There is no real tension in All of Us Flames, no burning anger, no heated debate. “Dressed in Black”, which would allow for a direct engagement with the past, even feels like it’s consciously toying with the idea of delusion masquerading as love: “Babe, I know our time will comе, we’ll run away / When we gеt the money saved / We’ll run away into the sun / Stockpile supplies, my knives, your gun / You’ll call my name and I will come”. The feedback might hiss, but it remains in the background, somewhat lacking bite and definitely too polite. Compare this with the soul crushing pain of Xiu Xiu’s “Fast Car” cover, which is also built upon a song of the past but expresses desire and the knowledge of hopelessness in a more muted, yet incredibly touching fashion.

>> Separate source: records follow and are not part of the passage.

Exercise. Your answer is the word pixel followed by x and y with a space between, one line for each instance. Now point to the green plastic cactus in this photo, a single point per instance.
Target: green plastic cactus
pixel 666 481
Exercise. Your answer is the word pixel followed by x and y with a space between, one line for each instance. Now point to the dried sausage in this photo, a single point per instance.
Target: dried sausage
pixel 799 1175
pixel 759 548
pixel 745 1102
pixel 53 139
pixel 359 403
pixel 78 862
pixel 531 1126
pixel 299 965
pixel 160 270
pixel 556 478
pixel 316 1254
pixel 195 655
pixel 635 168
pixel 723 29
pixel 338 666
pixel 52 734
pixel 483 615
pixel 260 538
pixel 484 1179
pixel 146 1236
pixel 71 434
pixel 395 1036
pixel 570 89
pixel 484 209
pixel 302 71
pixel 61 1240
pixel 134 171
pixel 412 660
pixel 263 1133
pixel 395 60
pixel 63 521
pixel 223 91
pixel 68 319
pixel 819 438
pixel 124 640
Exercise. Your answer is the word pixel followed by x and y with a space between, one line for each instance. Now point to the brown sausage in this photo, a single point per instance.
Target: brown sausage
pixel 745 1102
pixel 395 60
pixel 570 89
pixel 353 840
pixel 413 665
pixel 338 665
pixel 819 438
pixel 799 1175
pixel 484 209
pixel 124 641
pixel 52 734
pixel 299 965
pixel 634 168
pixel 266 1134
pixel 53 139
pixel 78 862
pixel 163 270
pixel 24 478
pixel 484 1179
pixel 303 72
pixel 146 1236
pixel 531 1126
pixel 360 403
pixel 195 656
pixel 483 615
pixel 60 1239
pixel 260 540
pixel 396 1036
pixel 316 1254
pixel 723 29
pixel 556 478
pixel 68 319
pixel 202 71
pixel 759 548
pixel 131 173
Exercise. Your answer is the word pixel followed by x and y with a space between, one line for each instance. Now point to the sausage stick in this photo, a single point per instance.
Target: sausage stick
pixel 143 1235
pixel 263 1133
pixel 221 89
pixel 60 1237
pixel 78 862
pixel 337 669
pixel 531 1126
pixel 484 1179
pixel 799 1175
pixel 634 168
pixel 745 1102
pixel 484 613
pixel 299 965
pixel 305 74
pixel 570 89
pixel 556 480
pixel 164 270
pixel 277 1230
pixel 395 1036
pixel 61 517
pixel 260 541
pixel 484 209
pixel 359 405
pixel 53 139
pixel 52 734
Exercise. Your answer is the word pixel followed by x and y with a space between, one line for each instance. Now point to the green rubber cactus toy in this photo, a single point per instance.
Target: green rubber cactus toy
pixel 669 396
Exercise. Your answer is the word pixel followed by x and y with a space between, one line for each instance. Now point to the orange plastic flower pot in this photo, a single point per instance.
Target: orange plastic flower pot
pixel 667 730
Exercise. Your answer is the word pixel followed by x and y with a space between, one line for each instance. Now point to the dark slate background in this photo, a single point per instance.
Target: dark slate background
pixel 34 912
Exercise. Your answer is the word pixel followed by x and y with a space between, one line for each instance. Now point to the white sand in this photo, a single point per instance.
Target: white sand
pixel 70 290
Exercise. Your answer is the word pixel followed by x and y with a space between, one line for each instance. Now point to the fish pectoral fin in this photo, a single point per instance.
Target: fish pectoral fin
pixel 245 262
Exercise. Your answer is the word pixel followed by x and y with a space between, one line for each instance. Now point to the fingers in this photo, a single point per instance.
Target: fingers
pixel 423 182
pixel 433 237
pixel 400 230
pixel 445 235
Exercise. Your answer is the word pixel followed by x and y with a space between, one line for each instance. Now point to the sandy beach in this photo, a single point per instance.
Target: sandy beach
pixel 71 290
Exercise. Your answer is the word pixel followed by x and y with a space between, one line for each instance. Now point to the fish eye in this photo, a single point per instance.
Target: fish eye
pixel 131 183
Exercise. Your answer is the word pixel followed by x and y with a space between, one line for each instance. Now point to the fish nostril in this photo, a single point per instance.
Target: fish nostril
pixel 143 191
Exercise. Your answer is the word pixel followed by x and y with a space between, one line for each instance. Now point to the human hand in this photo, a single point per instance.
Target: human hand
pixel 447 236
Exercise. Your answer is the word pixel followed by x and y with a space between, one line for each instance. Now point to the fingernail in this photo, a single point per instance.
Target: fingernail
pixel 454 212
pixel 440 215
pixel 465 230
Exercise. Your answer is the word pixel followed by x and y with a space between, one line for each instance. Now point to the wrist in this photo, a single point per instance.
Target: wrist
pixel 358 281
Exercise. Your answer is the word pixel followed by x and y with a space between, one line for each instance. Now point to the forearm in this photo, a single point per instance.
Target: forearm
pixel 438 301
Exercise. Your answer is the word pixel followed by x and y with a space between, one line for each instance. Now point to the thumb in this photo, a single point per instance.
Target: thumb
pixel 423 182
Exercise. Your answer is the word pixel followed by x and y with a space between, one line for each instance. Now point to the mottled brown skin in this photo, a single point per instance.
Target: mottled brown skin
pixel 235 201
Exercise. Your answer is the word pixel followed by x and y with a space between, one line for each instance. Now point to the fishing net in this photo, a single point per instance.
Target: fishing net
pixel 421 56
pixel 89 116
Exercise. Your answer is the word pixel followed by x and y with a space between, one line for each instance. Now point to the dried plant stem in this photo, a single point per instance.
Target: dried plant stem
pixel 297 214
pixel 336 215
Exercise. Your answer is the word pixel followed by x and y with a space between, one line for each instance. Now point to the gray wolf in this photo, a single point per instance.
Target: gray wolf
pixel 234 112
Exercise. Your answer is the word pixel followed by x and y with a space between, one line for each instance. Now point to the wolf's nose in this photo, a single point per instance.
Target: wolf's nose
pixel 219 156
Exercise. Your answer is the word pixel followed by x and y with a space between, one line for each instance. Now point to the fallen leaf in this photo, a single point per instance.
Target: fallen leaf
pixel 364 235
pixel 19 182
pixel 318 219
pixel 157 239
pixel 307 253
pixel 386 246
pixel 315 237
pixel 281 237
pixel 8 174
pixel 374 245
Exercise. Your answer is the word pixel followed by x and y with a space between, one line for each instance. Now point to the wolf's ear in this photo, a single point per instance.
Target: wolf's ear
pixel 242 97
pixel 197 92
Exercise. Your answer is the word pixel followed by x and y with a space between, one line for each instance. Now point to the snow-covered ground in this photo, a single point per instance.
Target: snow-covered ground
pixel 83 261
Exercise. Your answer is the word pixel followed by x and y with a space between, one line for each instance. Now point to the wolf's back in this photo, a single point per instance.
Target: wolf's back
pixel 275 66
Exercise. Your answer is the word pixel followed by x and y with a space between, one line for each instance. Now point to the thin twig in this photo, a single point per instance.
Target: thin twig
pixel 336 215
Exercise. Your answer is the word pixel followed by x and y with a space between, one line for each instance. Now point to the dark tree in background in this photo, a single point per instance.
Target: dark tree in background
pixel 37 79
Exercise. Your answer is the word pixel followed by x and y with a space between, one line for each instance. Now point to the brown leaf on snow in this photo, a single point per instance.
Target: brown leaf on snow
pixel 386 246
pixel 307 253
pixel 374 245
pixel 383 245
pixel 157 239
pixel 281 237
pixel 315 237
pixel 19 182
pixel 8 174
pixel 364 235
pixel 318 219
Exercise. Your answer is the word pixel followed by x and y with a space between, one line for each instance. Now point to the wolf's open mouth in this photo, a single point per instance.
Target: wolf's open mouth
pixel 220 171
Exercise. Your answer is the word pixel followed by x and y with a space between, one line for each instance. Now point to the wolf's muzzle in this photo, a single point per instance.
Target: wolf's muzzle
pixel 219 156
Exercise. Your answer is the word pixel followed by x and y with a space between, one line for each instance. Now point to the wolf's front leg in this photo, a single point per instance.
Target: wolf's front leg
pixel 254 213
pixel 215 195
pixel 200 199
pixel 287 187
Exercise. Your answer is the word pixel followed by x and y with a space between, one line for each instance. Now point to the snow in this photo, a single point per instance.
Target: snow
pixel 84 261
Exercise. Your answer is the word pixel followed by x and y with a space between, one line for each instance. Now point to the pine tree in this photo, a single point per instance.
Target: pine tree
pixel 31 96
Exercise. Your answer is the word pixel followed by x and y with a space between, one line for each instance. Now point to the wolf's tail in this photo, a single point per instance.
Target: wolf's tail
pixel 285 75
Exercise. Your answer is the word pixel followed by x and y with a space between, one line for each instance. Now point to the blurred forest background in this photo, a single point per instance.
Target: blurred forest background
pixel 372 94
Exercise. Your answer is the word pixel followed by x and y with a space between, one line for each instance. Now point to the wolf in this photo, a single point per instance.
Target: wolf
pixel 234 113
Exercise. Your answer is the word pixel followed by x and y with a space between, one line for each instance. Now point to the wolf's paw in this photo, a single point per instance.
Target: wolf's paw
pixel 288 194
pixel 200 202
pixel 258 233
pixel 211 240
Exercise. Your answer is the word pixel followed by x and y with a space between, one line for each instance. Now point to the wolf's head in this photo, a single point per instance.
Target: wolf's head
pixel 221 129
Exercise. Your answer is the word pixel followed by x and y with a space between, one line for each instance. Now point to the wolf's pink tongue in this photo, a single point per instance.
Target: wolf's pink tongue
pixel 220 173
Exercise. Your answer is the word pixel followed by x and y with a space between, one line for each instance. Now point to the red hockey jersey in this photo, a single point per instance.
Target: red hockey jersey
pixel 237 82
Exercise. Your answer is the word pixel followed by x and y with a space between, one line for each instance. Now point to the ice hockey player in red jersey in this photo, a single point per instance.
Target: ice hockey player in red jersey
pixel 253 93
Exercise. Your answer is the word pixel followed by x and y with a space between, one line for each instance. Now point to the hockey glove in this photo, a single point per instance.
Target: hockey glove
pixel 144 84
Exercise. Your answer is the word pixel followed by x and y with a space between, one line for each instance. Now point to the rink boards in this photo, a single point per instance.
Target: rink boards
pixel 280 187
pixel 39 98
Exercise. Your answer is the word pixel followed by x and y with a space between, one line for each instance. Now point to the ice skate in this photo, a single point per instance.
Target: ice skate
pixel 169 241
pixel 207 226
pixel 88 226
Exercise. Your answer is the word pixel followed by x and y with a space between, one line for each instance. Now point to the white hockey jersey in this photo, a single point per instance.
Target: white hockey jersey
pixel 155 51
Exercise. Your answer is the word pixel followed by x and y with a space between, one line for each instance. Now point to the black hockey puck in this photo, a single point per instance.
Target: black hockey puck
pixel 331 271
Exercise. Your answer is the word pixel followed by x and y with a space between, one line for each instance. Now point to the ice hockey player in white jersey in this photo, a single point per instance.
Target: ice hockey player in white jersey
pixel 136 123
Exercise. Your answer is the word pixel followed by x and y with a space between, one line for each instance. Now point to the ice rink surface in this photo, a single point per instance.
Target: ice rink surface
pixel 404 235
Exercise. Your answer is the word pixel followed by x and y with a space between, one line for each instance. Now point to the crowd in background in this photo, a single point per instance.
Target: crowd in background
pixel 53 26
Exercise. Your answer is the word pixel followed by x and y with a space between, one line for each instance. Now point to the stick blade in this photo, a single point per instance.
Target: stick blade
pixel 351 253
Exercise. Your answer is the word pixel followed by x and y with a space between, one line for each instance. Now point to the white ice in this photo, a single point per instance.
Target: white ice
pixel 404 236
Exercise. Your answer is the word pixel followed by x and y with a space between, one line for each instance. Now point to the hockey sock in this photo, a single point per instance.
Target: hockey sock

The potential Furman only hints at never explodes, never fully forms – it exists always within the very lines painted before her.

What remains is a record that feels all too groomed, all polished execution and often not well thought out. Music to nod and tap your foot along to, then turn it off and move on. Once the train has left the station, there’s not much left behind past the nostalgia of the past Furman hints at. Twelve Nudes showcased the power and talent inherent; we can only long for a brighter future than this present.